The blue lines in the diagram can be used as guides for cutting away excess if you are making a small bag with particularly heavy card stock. If your paper is lighter weight, when you fold the bottom, natural creases will form where these fold lines are marked.
To Assemble the Bag:
First, fold and set each fold with a bone folder to insure crisp folds and corners. Apply a roller adhesive or light ribbon of glue along the inside edge of the first thin (1/2 inch) panel, fold the panel to the inside and secure the paper. Apply adhesive to the outside edge of the first thin panel on the opposite side, fold it inward and fasten it to the glued panel on the other side.
To form the bottom, cut a diagonal line into the corner (along the blue lines in the diagram).
Fold the side, front and back panels inward and secure with adhesive.
If you are folding, rather than cutting the bottom, fold the sides in, bulging the front and back out slightly, and fold creases in the bottom flaps of the front and back panels, as you would if you were gift wrapping a box. Set the folds with a bone folder and repeat on the opposite side and then secure with adhesive.
Finishing the Bags:
The ways in which these little gift bags can be finished and embellished are endless. The first example is made from a dragonfly print paper from Kaiser's Dancing Jewel line. I trimmed it with a scrap of Wesley from Melissa Frances. A dragonfly stamped in Versamark and embossed in copper is finished with gold and copper seed beads set with Diamond Glaze along his body and over his wings.The wings were stamped twice and layered for a 3D effect. The flowers were punched from scraps of other papers n the Dancing Jewel line, leftover from a previous project.

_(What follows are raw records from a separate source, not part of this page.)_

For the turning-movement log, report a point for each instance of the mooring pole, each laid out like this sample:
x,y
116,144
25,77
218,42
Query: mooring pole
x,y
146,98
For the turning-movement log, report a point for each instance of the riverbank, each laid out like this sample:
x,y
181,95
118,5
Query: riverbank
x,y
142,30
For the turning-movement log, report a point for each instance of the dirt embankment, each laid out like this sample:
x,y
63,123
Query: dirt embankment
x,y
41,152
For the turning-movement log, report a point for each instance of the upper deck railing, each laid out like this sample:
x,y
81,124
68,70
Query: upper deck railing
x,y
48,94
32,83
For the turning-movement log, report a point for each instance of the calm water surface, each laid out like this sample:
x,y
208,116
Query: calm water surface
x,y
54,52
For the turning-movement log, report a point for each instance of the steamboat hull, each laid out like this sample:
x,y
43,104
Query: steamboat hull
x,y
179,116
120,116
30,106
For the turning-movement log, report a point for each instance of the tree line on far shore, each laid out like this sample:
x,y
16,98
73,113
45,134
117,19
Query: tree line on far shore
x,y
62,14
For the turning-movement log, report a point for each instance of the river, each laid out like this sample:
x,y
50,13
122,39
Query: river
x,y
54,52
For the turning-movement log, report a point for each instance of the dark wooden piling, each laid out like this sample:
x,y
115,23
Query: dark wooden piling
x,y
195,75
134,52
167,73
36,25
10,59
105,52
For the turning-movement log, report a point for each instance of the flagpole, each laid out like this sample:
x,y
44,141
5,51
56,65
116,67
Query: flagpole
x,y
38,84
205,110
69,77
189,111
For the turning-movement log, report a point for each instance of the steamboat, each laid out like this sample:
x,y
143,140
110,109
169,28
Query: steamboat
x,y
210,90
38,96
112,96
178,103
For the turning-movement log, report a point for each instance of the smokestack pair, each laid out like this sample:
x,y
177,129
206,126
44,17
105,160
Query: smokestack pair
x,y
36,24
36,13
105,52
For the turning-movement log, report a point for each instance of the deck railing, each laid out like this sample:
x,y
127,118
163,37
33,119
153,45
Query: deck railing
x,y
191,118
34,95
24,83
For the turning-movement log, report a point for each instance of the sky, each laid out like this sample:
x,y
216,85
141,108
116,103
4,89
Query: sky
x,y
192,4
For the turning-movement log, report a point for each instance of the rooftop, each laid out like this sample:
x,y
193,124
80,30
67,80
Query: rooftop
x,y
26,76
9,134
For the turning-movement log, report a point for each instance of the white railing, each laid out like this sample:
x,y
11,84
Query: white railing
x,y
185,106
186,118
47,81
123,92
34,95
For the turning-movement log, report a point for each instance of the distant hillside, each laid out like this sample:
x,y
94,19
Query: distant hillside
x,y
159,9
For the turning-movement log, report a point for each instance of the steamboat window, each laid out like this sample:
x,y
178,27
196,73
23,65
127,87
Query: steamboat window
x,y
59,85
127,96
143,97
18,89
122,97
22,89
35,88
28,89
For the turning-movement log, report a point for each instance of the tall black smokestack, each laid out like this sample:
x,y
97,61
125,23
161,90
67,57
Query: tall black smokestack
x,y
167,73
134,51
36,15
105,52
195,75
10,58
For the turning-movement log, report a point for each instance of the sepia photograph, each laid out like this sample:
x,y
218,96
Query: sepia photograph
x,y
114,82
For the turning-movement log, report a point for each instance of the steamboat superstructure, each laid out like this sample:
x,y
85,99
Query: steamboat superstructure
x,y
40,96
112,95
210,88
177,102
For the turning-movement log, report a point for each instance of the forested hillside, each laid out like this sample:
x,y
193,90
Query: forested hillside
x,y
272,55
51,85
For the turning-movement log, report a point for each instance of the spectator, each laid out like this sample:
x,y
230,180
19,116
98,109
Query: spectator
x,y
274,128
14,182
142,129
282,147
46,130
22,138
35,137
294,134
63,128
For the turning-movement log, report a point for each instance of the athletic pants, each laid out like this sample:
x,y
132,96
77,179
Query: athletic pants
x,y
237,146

The second bag is made from Imaginisce's Wildflower Soup paper. I love the bright colors and cheerful print. Trimmed with the reverse pattern and some Prima flowers, a bright red ribbon finishes it off.
When I am making an elegant bag, and for bags that are larger than 4 inches, I usuallyadd an extra half inch to the height of the bag so that I can fold the cut edge over to form a cuff. This gives the top of the bag a finished edge. Another way to combine a finished top edge with a decorative edging is to create a binding to go over the edge.
Use a lace or decorative punch or decorative scissors to create the edging and then trim the length of paper to about an inch wide. Fold the strip in half and set the fold with a bone folder. Unfold and apply adhesive to the entire length of edging, being careful to keep it open. Attach the edging to the front of the bag, taking care to keep the crease level with the top of the bag.
I find it easier to do this section by section, one side of the bag at a time. After you adhere the edging to the front of the bag, snip the inside piece at the corner and press that section to the inside of the bag, and work around all four sides the same way.
Prima flowers and buttons from the Basic Grey Sugared collection, sewn together with red sewing thread, set off the sentiment and anchor the ribbon handle.
A truly decadent finishing touch is tissue paper trimmed and stamped to coordinate with the bag. A fast and easy way to trim with decorative scissors or a lace edge punch is to fold a half sheet of tissue in quarters before trimming, then cut or punch through four thicknesses.
A flower or flourish is a perfect design to stamp randomly on the paper. I used Imaginisce's "Wildflowers" stamp from the Twitterpated collection with Warm Red ink (ColorBox Chalk) to stamp the paper.